Since the decision in Abood v. Detroit Board of Education in 1977, states have been able to make the exact type of labor choice states should possess.  California and New York, for example, have laws that permit workers to form a public sector union for each category of workers, such as firemen, police, and teachers. This serves the state’s interests of making negotiations manageable and prevents inter-union rivalries and avoids trying to enforce multiple agreements. In such systems, the law imposes on the union the legal duty to represent non-members.   States have every right to conclude that strong public unions create the rising tide that lifts all boats as to the average government worker’s wages, hours, health and pension benefits. The agency fee has been justified given that non-union members receive value, in the form of a bargaining representative, for the fees the state mandates.

Just under half the states have opted to impose the agency fee. The other half have chosen to do the opposite. Many public unions have also, under both Democratic and Republican leadership, been subjected to pension limitations and tier restructuring over the last decade. Ultimately, the nation has divided itself in line with the prevailing views of each locality on public sector labor issues. This is how it should be under our representative system of government. Roberts should have, at the very least, acknowledged this trend and worded the Freidrichs opinion in such a way that highlights there is momentum to voluntarily opt out of such arrangements rather that apply a stretched view of the First Amendment that respected conservative jurists have rejected in the past.

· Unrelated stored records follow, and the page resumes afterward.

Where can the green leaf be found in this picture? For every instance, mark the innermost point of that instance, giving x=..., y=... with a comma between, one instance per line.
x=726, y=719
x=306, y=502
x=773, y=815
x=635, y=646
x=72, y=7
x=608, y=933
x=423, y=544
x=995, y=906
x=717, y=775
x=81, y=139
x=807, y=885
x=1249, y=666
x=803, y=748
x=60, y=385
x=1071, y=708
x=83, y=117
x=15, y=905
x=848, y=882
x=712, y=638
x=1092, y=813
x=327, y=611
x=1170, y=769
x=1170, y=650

Abood was decided in a manner where reasonable conservative minds differed as to the correct result. Potter Stewart (appointed by Eisenhower) and Lewis Powell (appointed by Nixon) were moderate Republicans who came to different conclusions on the issue of whether imposing such a fee violates the freedom of speech and association rights of the aggrieved non-union workers. Justice Stewart, writing for the majority, made the practical finding that just as union members often disagree with their own union’s positions, the same dynamic plays out with the non-union worker.  However, all are bound because of a local legislative determination that the union acts for the benefit of the whole. When the state acts as employer, the Supreme Court has historically allowed the state to put its union and non-union workers on equal footing in this context given the simple recognition that there will always be a dissenter among a group. Abood also permits the aggrieved worker to recover any funds the union uses for political expenses. Awarding the dissenter the right to freeload off the union’s bargaining efforts is something that Justice Scalia may still not have been apt to do.